Setiap surah dalam Al-Qur’an diawali oleh basmalah kecuali dalam surah At-Taubah atau Al-Bara'ah. Dalam surah At-Taubah tidak dicantumkan basmalah pada awal surahnya sebagaimana surah-surah yang lain. Hal demikian menimbulkan pertanyaan banyak kalangan, kenapa hanya surah At-Taubah yang tidak dicantumkan basmalah?
Sejarah penulisan Al-Qur’an berawal sejak turunnya wahyu kepada Nabi Muhammad saw. Namun, penulisan Al-Qur’an pada saat itu dalam kondisi yang sangat terbatas. Nabi setiap kali menerima wahyu, beliau memanggil sekretaris (katib resmi) untuk mendokumentasi wahyu tersebut ke dalam bentuk tulisan. Dokumentasi wahyu ini kemudian dikenal dengan nama mushaf.

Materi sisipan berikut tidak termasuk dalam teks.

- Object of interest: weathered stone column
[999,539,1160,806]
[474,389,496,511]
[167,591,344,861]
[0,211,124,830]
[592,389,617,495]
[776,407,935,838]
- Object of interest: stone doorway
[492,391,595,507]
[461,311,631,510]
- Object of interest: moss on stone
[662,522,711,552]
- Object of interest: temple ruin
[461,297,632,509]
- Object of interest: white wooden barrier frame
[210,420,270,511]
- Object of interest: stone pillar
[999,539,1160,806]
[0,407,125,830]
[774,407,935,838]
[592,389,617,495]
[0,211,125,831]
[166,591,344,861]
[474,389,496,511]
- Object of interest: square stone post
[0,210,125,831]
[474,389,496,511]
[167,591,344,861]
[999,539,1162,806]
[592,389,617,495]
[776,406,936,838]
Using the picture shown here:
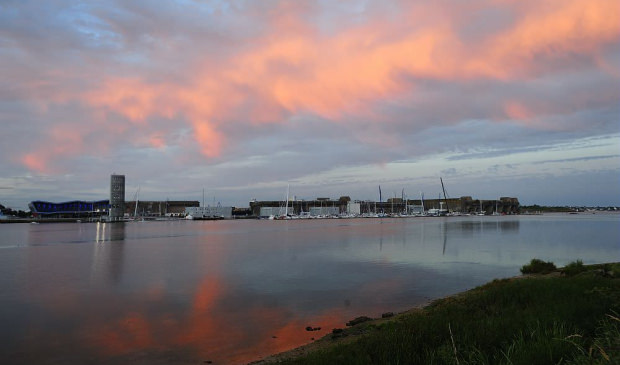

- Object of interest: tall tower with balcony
[109,174,125,222]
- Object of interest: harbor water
[0,213,620,364]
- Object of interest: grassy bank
[277,263,620,365]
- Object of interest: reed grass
[282,264,620,365]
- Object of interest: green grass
[562,260,587,276]
[521,259,556,274]
[282,269,620,365]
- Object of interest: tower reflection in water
[91,222,125,285]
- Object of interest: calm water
[0,214,620,364]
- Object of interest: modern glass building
[28,200,110,218]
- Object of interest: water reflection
[91,222,125,284]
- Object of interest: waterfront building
[108,174,125,222]
[185,205,233,219]
[28,200,110,219]
[125,200,200,217]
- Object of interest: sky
[0,0,620,209]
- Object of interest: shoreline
[247,263,620,365]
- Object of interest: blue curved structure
[28,200,110,217]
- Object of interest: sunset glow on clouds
[0,0,620,204]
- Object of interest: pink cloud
[14,0,620,171]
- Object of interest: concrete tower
[109,175,125,222]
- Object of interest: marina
[0,213,620,364]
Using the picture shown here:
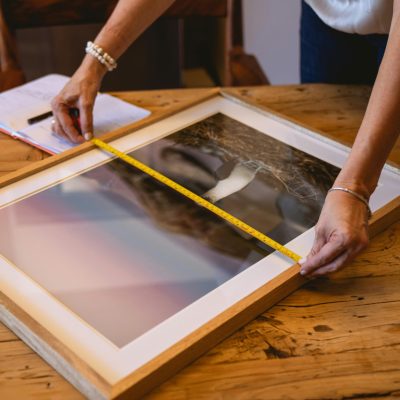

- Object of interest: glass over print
[0,113,338,347]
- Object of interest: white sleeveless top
[305,0,393,35]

Pada masa Khalifah Utsman bin Affan, mushaf ini kemudian ditulis kembali dalam rangka menjaga dari kesalahan sekaligus menjaga otentisitas variasi bacaan Al-Qur’an (qira'at Al-Qur’an). Penulisan masa ini, dilaksanakan oleh tim yang telah mendapatkan rekomendasi dari Khalifah Utsman dan atas persetujuan para pembesar sahabat. Direktur utama dalam penulisan mushaf ini adalah Zaid bin Tsabit. Secara teknis pelaksanaan penulisan ini dilakukan secara selektif dan ketat. Setiap ayat yang hendak ditulis harus melalui persaksian dua orang yang mendengar langsung dari Nabi.

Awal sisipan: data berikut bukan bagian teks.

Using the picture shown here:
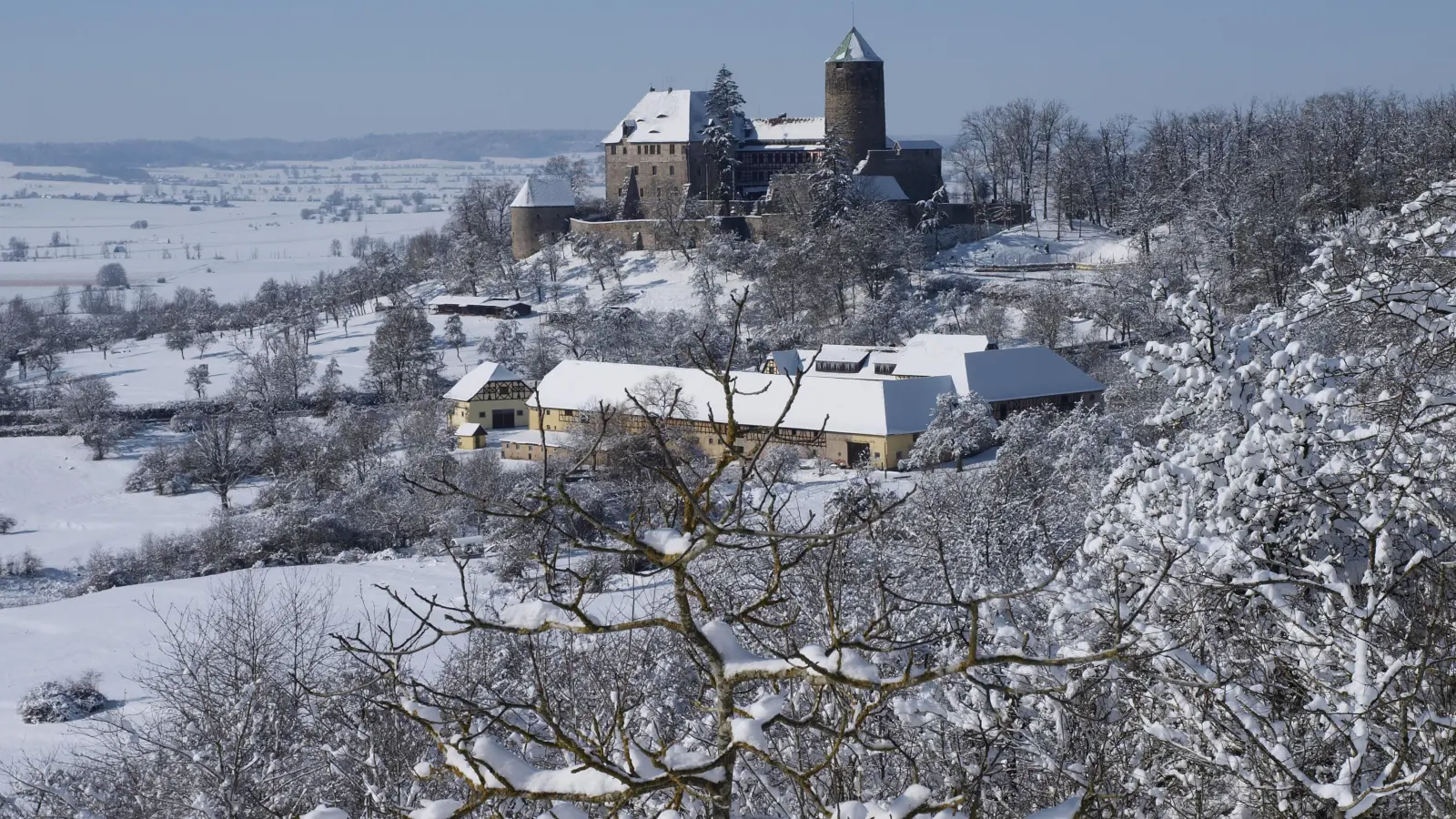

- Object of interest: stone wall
[593,143,706,214]
[511,207,577,259]
[571,216,769,250]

Tidak hanya itu saja, Khalifah Utsman mengeluarkan kebijakan yang luar biasa, yaitu memerintahkan untuk membakar semua mushaf selain mushaf yang ditulis oleh tim penulis mushaf. Hal ini dilakukan dalam rangka menyatukan persepsi tentang bacaan Al-Qur’an yang sesuai bacaan Nabi saw. Dengan demikian, dapat dipastikan bahwa penulisan Al-Qur’an ini telah tuntas tanpa problem yang berarti. Kembali pada pertanyaan di atas, kenapa dalam surah At-Taubah tidak dicantumkan basmalah, apakah hal ini sesuai petunjuk Nabi, sahabat atau tim penulis mushaf lupa mencantumkannya?.
Ada beberapa sebab yang melatarbelakangi tidak dicantumkannya basmalah dalam surah di atas (At-Taubah).

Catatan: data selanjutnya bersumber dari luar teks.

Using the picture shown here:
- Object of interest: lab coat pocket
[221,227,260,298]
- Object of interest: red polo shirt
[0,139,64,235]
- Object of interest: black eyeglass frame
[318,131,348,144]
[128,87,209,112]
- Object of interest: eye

Pertama, dalam tradisi Arab jahiliyah dahulu, jika mereka melakukan perjanjian dengan sebuah kaum atau kabilah yang lain dan hendak memutuskan perjanjian tersebut, maka mereka mengirimkan sepucuk surat pemutusan tanpa mencantumkan kalimat basmalah. Pun demikian, ketika umat Islam memutuskan perjanjian dengan orang-orang musyrik, Nabi mengutus Sayyidina Ali untuk membacakan surah di atas (at-Taubah) di hadapan mereka tanpa diawali dengan bacaan basmalah, sesuai adat mereka.
Kedua, Ibnu Abbas bertanya kepada Khalifah Utsman tentang tidak dicantumkannya basmalah dalam surah At-Taubah. Khalifah Utsman menceritakan kronologinya, bahwa pada masa Nabi, ketika wahyu diturunkan kepadanya, Nabi memanggil salah satu sekretaris beliau untuk mendokumentasinya, dan beliau mendikte penempatan dan tata letaknya. Perlu diketahui bahwa surah Al-Anfal termasuk surah yang turunnya awal, sedangkan surah At-Taubah termasuk surah yang turunnya terakhir, kedua kisah dan penyajiannya kedua surah di atas mirip dan hampir sama. Dalam hal tersebut, Nabi tidak menjelaskan bahwa surah Al-Anfal bagian dari surah At-Taubah. Saya pun (Utsman bin Affan) berkesimpulan bahwa surah Al-Anfal bagian dari surah At-Taubah. Oleh karena itu, saya urutkan kedua surah tersebut tanpa mencantumkan basmalah.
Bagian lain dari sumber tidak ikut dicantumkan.